In dit boek schetst Speerstra het harde plattelandsbestaan van die tijd, waarin de vaak armoedige boerenarbeiders en hun kinderen bijna volledig afhankelijk waren van hun boeren, die zelf weer de grillen moesten ondergaan van de landeigenaren van wie ze hun boerderij pachtten – terwijl allen konden worden getroffen door bijvoorbeeld watersnoden, cholera en veeziekten. De oerpolder werd in 2007 in een Nederlandse vertaling met dezelfde titel op de markt gebracht.
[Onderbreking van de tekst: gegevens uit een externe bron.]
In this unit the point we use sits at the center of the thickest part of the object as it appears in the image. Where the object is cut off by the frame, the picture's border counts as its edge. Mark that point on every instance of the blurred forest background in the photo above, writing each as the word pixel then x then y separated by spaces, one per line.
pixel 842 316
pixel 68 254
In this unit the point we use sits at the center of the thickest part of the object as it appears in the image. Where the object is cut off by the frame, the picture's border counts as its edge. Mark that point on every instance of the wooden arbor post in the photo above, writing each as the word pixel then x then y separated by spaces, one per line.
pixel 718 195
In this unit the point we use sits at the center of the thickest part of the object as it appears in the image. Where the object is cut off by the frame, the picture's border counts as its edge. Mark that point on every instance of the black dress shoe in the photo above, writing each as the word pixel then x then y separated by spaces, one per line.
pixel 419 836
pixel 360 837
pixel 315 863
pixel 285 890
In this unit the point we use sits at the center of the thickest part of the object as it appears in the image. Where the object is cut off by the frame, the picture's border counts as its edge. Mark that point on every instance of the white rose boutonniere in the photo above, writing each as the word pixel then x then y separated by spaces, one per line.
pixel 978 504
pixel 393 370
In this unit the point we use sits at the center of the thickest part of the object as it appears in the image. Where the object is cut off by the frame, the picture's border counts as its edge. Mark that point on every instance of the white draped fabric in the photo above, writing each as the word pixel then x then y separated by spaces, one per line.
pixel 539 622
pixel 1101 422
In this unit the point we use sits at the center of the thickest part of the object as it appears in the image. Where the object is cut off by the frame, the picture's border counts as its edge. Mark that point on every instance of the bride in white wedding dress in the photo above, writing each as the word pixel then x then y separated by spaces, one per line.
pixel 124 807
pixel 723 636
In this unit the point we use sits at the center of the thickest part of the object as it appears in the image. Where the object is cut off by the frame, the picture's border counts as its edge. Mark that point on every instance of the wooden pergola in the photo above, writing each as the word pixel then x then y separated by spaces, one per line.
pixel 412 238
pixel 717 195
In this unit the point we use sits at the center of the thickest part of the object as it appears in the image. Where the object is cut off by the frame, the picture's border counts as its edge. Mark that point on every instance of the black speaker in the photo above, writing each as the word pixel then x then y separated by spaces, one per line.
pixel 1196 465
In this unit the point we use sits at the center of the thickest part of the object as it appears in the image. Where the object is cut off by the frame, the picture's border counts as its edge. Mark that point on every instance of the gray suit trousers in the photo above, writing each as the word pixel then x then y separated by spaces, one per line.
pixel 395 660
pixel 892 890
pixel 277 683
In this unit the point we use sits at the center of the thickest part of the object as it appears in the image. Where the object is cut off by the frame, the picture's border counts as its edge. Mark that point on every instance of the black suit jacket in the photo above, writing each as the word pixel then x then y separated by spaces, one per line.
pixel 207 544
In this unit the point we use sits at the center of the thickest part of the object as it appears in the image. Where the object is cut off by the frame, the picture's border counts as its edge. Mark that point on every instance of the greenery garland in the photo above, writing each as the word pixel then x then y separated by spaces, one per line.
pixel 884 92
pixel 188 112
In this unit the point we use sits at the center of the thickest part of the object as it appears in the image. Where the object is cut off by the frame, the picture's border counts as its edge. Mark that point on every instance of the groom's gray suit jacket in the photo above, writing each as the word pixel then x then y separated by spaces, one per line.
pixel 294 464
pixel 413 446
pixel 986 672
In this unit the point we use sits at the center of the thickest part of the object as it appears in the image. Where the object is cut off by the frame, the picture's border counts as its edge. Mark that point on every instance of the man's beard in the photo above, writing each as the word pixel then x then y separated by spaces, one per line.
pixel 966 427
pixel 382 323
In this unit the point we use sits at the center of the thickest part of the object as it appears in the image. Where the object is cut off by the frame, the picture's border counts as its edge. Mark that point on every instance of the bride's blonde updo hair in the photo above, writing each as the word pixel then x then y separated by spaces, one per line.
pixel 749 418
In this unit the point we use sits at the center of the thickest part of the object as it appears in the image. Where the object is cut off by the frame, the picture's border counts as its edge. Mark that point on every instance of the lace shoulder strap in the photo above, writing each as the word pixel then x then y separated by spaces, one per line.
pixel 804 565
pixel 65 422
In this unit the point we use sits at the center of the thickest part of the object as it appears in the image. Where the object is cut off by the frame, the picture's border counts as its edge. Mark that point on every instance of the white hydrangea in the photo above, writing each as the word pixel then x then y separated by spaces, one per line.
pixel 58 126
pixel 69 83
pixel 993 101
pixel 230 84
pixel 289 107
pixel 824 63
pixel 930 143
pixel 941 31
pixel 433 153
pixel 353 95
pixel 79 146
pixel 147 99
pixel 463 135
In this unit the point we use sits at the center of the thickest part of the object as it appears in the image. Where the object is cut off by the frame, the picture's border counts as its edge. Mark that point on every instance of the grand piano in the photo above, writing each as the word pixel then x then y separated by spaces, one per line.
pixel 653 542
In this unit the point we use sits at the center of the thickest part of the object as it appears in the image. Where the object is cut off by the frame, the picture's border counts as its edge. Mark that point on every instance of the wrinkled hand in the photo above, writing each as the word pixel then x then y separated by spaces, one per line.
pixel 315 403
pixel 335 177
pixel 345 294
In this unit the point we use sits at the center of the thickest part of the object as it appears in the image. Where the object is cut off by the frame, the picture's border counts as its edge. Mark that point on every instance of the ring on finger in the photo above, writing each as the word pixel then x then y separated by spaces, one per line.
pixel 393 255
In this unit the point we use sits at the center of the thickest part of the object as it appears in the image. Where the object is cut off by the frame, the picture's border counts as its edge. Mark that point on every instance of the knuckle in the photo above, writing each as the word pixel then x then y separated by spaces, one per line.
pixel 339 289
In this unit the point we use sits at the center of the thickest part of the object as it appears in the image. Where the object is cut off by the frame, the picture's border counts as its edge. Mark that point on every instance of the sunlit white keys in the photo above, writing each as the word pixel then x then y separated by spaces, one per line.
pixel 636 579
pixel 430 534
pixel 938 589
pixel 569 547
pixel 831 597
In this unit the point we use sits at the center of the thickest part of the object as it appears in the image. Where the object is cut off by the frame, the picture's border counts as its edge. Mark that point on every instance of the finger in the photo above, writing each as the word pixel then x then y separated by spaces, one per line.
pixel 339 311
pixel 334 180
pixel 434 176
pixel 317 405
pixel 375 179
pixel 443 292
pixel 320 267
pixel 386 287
Over zijn motieven om De oerpolder te schrijven en zijn werkwijze daarbij verklaarde Speerstra in het nawoord van het boek: “Het is een vorm om een werkelijkheid gestalte te geven die zo dicht mogelijk bij dé werkelijkheid ligt. Tegelijk is het een zoektocht naar het boerenkind dat ik zelf was en blijf. Het is het eigenaardige verlangen naar de plaats waar mijn voorouders opgroeiden, trachtten te overleven en een bestaan hoopten te vinden; het is de hang naar een levenssfeer die ik liefhad, soms vreesde, die me soms bedrukte, die ik uiteindelijk verlaten zou. Omdat de taaie grond blijkbaar te veel vroeg en te weinig teruggaf. En omdat een andere wereld en toekomst mij trokken.”
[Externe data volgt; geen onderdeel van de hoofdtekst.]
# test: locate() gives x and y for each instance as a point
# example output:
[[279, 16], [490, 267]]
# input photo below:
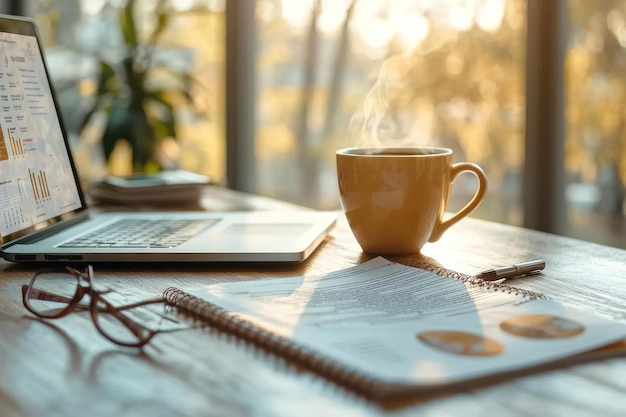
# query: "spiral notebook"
[[387, 330]]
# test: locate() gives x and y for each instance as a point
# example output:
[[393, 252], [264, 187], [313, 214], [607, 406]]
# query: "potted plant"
[[139, 96]]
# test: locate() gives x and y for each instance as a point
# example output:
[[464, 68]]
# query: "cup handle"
[[457, 169]]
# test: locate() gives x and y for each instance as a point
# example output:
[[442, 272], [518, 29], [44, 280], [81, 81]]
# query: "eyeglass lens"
[[52, 294]]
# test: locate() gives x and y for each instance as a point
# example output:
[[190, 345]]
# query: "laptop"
[[43, 213]]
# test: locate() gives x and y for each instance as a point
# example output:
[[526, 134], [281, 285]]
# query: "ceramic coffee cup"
[[395, 198]]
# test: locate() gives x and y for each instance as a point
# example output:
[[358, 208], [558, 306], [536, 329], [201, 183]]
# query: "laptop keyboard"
[[142, 233]]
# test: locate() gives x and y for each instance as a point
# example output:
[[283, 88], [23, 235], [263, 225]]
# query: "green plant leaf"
[[127, 23]]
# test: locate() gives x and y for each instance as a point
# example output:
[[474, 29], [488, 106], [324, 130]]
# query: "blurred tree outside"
[[190, 42], [428, 78], [340, 73]]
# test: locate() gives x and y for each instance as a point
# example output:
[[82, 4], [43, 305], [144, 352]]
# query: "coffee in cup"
[[395, 199]]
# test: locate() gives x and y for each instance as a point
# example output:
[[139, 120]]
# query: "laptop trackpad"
[[277, 230]]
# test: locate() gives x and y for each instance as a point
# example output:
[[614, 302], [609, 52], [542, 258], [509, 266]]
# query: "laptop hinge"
[[38, 235]]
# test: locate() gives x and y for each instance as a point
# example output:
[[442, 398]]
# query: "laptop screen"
[[38, 183]]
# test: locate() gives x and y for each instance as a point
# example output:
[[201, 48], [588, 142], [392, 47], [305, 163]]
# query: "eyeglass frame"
[[143, 334]]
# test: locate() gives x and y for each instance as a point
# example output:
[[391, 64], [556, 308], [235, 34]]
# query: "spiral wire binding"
[[223, 320], [341, 374], [472, 279]]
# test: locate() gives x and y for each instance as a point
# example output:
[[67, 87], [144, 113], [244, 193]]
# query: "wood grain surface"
[[65, 368]]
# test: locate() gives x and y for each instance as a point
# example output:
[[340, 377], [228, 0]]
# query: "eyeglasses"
[[53, 294]]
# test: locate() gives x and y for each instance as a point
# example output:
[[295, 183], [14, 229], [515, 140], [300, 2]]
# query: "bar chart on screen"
[[39, 184], [11, 213]]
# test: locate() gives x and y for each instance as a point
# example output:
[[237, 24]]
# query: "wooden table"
[[65, 368]]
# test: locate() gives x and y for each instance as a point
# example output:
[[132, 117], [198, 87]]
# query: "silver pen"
[[524, 268]]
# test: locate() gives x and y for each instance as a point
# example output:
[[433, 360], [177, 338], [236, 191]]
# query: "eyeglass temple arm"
[[44, 295]]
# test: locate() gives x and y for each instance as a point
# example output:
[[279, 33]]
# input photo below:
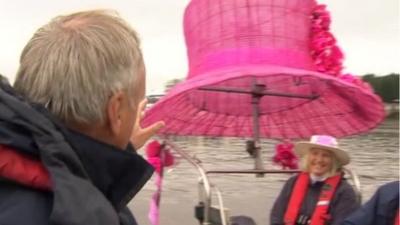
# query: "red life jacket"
[[23, 169], [320, 214]]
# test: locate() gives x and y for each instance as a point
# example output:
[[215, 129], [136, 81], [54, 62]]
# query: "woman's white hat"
[[323, 142]]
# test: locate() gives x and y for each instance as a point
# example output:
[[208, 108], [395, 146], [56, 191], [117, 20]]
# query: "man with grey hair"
[[70, 125]]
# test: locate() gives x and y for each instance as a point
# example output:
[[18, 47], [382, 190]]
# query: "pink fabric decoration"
[[159, 157], [327, 56], [284, 45], [284, 156], [356, 81]]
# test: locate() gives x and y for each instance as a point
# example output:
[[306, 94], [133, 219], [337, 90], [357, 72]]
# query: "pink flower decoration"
[[356, 80]]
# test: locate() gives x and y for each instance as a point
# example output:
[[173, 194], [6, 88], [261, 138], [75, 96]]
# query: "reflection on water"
[[375, 158]]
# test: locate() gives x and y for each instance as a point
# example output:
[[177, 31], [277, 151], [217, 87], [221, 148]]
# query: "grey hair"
[[336, 165], [74, 64]]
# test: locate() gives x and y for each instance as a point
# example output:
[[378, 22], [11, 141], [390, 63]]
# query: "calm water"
[[375, 158]]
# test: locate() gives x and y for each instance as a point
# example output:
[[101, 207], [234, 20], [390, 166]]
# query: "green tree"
[[387, 87]]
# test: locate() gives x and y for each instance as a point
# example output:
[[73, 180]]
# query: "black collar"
[[118, 174]]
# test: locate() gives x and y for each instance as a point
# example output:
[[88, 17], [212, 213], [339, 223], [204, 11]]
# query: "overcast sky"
[[367, 31]]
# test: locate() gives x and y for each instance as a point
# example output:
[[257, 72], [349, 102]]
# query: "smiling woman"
[[319, 194]]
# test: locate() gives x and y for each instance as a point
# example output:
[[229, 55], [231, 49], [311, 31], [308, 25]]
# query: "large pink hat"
[[275, 56]]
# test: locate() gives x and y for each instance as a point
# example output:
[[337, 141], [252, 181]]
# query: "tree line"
[[387, 87]]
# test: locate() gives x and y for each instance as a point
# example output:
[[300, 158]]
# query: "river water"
[[375, 158]]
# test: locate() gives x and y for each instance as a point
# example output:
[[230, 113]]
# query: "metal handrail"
[[356, 183], [204, 179], [221, 206]]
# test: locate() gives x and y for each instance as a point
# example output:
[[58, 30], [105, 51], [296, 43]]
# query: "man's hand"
[[141, 135]]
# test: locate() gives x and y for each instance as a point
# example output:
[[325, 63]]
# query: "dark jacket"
[[91, 182], [380, 209], [344, 202]]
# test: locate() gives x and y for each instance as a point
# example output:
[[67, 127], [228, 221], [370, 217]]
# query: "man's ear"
[[114, 108]]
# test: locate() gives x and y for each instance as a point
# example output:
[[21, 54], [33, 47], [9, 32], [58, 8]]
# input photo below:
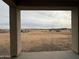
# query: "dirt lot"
[[36, 41]]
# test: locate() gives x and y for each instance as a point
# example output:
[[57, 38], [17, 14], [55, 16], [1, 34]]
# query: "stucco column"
[[15, 40], [75, 31]]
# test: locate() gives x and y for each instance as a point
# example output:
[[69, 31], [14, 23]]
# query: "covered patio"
[[15, 41]]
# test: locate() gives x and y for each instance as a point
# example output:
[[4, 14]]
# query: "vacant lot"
[[36, 41]]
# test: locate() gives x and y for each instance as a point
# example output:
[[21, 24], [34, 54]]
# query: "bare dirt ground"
[[36, 41]]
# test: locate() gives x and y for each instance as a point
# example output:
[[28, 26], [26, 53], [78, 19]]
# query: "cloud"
[[47, 19], [37, 18]]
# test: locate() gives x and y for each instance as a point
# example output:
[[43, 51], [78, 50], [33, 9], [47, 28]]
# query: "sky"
[[41, 19]]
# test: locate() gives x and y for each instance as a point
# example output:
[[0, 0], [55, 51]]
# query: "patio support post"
[[75, 31], [15, 40]]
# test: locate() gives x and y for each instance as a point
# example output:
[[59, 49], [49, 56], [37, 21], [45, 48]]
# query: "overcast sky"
[[37, 18]]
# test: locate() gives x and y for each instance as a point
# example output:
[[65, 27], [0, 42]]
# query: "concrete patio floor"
[[48, 55]]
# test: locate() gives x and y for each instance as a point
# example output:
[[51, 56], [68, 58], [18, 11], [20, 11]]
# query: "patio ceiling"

Mondelinge getuigenissen vastgelegd over de Vette Veemarkt van Zomergem.
Interviews Gaby De Zutter
Vette Veemarkt
Het boek is het achtste nummer binnen de reeks Erfgoed Leeft, die vanaf nu Erfgoed Meetjesland heet. Dit boek is het eerste in een nieuwe opmaak met meer kleur, meer foto’s en meer pagina’s. Inhoudelijk gaan we verder op het vertrouwde elan om kwaliteit te bieden in een eenvoudige en heldere stijl. Ook de aandacht voor mondelinge getuigenissen houden we in ere. Op deze manier krijgt iedere editie een persoonlijk karakter.
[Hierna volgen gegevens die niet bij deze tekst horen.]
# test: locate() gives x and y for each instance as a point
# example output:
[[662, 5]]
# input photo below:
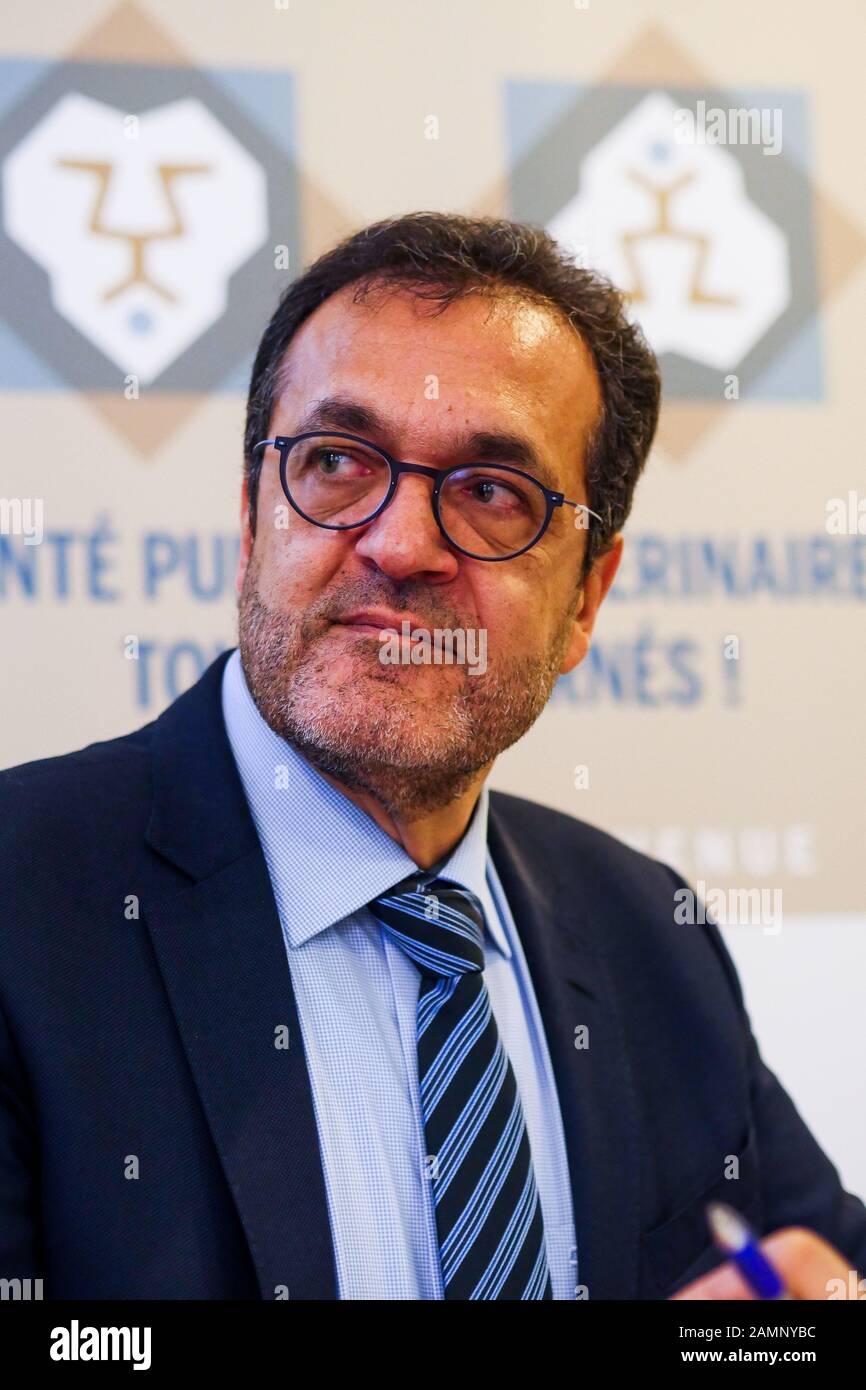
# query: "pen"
[[737, 1239]]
Welkom in de wereld van veejaarmarkten, met prachtige prijsbeesten, trotse boeren, grote volkstoelopen en strenge veeartsen. De Vette Veemarkt van Zomergem neemt in het Meetjesland een speciale plek in. Eenmaal per jaar staat deze gemeente op haar kop. Aan de hand van persoonlijke verhalen brengen we het relaas van deze springlevende traditie.
Kort, rap & zonder blad – Hoppepluk tussen 1880-1960
Auteur: Mathias Cheyns
Uitgeverij: De Klaproos, 2009
ISBN: 9789055081059
Dit project, dat liep van oktober 2008 tot juni 2009, was een initiatief van het Hopmuseum Poperinge. Vijftig voormalige hoppeplukkers en hopboeren uit de twee grote Vlaamse hopstreken, de regio Aalst-Asse en de ruime streek rond Poperinge, werden op een wetenschappelijke manier geïnterviewd. Meer dan veertig uur aan getuigenissen over een bijzonder stukje landbouwgeschiedenis werd vastgelegd en bewaard voor het nageslacht. De hoppepluk gebeurde tot begin jaren ’60 immers volledig met de hand. Duizenden Vlamingen waren de eerste weken van september in de hopvelden aan de slag, waardoor de pluk bij uitstek een sociaal gebeuren was.
De getuigenissen werden gebundeld, getoetst aan andere bronnen en verwerkt tot het boek ‘Kort, rap en zonder blad. De hoppepluk tussen 1880 en 1960’.
Op 4 februari 1997, precies een maand na de laatste Elfstedentocht en 5 dagen voor de carnaval werd varkenspest in Boekel vastgesteld op een bedrijf in Venhorst. Zoals er bij corona gesproken wordt over ‘patiënt-nul’, was dit bedrijf zogezegd ‘bedrijf-nul’. Naar later bleek waren er toen al veel meer besmettingen. En net als bij corona was de crisis groter en duurde de varkenspest veel langer dan iedereen in het begin dacht.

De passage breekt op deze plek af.